Denote by $I$ the ideal of $R$ generated by $\Delta(J)$, i.e., the finitely generated ideal $\langle \Delta(x), \Delta(y) \rangle$. For every $\mathfrak{p}$ in $\mathcal{P}$, projection on the corresponding factor ring, $$\pi_{\mathfrak{p}}:R \to A_{\mathfrak{p}},$$ is a surjective ring homomorphism. Thus the inverse image ideal is a maximal ideal, $$ \mathfrak{m}_{\mathfrak{p}} = \pi_{\mathfrak{p}}^{-1}\left( \mathfrak{p}A_{\mathfrak{p}}\right).$$ Via $\rho$, every element of $R$ has a unique decomposition as $\rho(a) + b$ with $a\in A$ and with $b\in F$. In particular, every element of $I$ is of the form $\rho(a)+b$ with $a\in M$. The element $a$ is contained in infinitely many height two primes $\mathfrak{p}$ that are contained in $M$, i.e., every hypersurface in $\mathbb{A}^3$ that contains the origin contains infinitely many irreducible curves that contain the origin. Thus, there exists a height two prime $\mathfrak{p}$ in $\mathcal{P}$ containing $a$ and such that the component of $b$ in the corresponding factor $A_{\mathfrak{p}}$ is zero. Thus, $\rho(a)+b$ is contained in $\mathfrak{m}_{\mathfrak{p}}$. So $I$ is contained in the union of the maximal ideals $\mathfrak{m}_{\mathfrak{p}}$ for all $\mathfrak{p}\in \mathcal{P}$.

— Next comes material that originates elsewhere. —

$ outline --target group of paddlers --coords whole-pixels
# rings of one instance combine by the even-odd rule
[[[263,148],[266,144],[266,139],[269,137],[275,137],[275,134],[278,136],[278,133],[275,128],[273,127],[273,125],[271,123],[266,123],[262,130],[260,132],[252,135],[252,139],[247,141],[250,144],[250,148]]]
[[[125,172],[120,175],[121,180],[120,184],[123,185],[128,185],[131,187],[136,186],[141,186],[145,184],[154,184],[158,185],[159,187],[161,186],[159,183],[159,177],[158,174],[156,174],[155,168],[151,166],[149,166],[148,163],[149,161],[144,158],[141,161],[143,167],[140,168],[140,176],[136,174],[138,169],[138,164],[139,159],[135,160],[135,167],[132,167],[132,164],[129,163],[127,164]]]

On the other hand, for every finite set of height two primes $\mathfrak{p}$ in $\mathcal{P}$, there exists $a\in M$ such that $a$ is contained in none of these finitely many primes, i.e., for every finite set of irreducible curves containing the origin, there exists an irreducible surface containing the origin and containing none of the curves. Thus $\rho(a)$ is not contained in the union of the finitely many corresponding maximal ideals $\mathfrak{m}_{\mathfrak{p}}$.
Best Answer
I would extend Jason's comment to say that this condition trivially holds in any Artinian ring since in those rings every intersection of ideals is a finite intersection. It seems that indeed this is the only case.
Let $R$ be an arbitrary noetherian ring and $\mathfrak m$ an arbitrary maximal ideal in $R$. If $R$ is not an integral domain, let $\mathfrak p\subset R$ be a minimal prime ideal contained in $\mathfrak m$ and let $A:=R/\mathfrak p$. Clearly $A$ is an integral domain and $\overline{\mathfrak m}:=\mathfrak m/\mathfrak p$ is a maximal ideal in $A$. By the Krull intersection theorem $\cap_n \overline{\mathfrak m}^n=0$.
It follows that then $\cap_n\mathfrak m^n\subseteq \mathfrak p$ in $R$. If $R$ satisfied the desired condition, then this would imply that $\mathfrak m^n\subseteq \mathfrak p$ for some fixed $n\in \mathbb N$. But then $\mathfrak m= \mathfrak p$ is both maximal and minimal. This is true for every maximal ideal, so $\dim R=0$ and hence $R$ is Artinian.
I leave it for you to decide about the non-noetherian case.